ずっと声がついてくる

小学校2年生の時に、じいちゃんが肝硬変で入院したから、学校帰りに毎日見舞いに行ってた。

母親が来てたりすると、自分はのけものになっちゃうんで、そういう時は病院内を探検していた。
病院は市立の総合病院で大きかったけど、建物が古くて陰気臭かった・・・。

ある日、1階まで降りるためにエレベーターに乗った。
エレベーターは2階を過ぎたのに、止まる様子がない。
1階のボタンはライトがついているのに止まらず、地下2階でドアが開いた。

ドアから顔だけ出して左右を見ると、薄暗いし誰もいない。
よせばいいのに、エレベーターを降りて探検を開始した。

部屋数は少なかったし、見る物もないから、戻ろうって考えていたら、お線香の匂いがしたような気がした。

お線香ってことは、仏様の仏壇があるんだ?

そう考えたら急に恐くなってきて戻る事にした。

来た廊下を戻ろう!と思い、後ろを見たら、自分よりちょっと年上らしい女の子が通り過ぎた。

きっとあの子も探検してんだな、とその子に話しかけようと思って走っていったら、その子はもういなかった。

その時は、なんとも思わなかったんだけど、今思えば変だ。
そんなに速く廊下の突き当たりの角を曲がれるわけないんだよ。

恐いから足速にエレベーターの方へ向かったんだけど、ないのよ、エレベーターがさ。
道を間違えたかもしれないんで、行ったり来たりしてたけど、ない。
その頃には、もう半泣き状態になってたら、階段のサインを見つけた。

ドアを開けると、それはスロープだった。
とにかく上へ行けるから、そのスロープを上がり始めた。

しかし踊り場はあったけどドアがない。
とにかく上を目指そうって歩き始めたら、下から「ガラガラガラガラ」と音がする。

ストレッチャーだ。

なぜかそいつに追いつかれちゃいけない!と思ったんで走り始めた。

次の踊り場にもドアがない。
下からは、ガラガラと音が近づいてくる。

怖くて走り始めたら耳元で「どこ行くの?」って女の子の声がする。

もちろん周りには誰もいない。
もうパニックで大泣き。

「ガラガラガラガラ」という音と、「どこ行くの?」・・・。

3つ目の踊り場にもドアはない。

「ガラガラガラガラ」
「どこ行くの?」

もうダメだ。
何がダメなのかはわからないけど、そう思った。

4つめの踊り場にはやっとドアがあった!
でも、押しても引いても開かないんだ。

ストレッチャーの音はすぐ近くまで来ている。

「どこ行くの?どこ行くの?」

声は壊れたレコードみたいにそれだけを繰り返す。

そのドアはパニックバーがついてて、そのバーを押さなきゃ開かないことにやっと気付いた。
バーを押しながらドアを思いっきり押したら、開いた。

出た所は1階のロビーの近く。
ギャン泣きしてた自分を看護師のお姉さんが見つけて保護された。

あれはー体何だったんだろう?
もちろん、それ以来探検はやめた。

6年後にその病院に盲腸で入院したんだけど、その時は新館病室だった。

あの恐い思い出があったから、探検なんてしてないんだけど、どうしても気になったのがあのスロープでさ。
普通は踊り場ごとに出口があるよね。
でも、あのスロープは4階まで出口はなかった。
でも調べに行くにはかなり勇気がいった。

盲腸の手術なんて3日もすれば、メインの痛みは消えてくるから暇なわけ。
それに加えて、看護師さんには「歩け歩け」って言われるんで、1回だけ本館まで歩いて行ったんだ。

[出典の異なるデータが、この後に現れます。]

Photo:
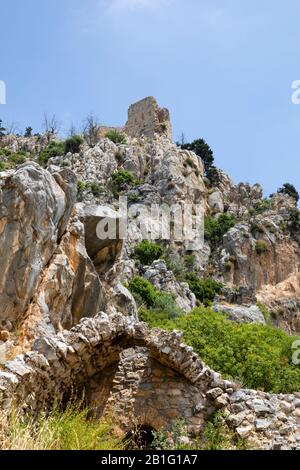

階段のある場所はロビーの近くってはっきり覚えてたから、行って見たんだ。

あったよ。
扉がそこに。

寒気がして来たけど、ここまで来て引き返せない。
ドアを開けて中を見るだけならいいだろうってドアを開けた。
中には入らないで、ドアが閉まらないようにして身を少し乗りだしてみたら、スロープは存在してた。

偶数階の踊り場にドアがないのは折り返すためだから?

そう考えると、4つ目の踊り場にドアはないはずだ。

でも自分は1階のロビーの近くに出た。
恐くなってそこから離れようとドアを閉めながら考えたけど、まあ、恐くて数を数え間違えたんだろうな・・・。

後ろ振り返ったら警備員のおっさんがいて「ここで何してるんですか?」って聞かれた。

とっさに嘘がつけず、小さい頃の恐かった話をかいつまんでして、確かめようとしたと言ったら、その警備員のおっさんいい人で、このスロープの説明をしてくれた。

ここは、緊急時に自分で歩けない患者さんも避難できるようにつくられた。
地下1階、地下2階には患者さんが行くこともないし出口はないとのこと。

じゃ、あの体験はなんだったんだよ。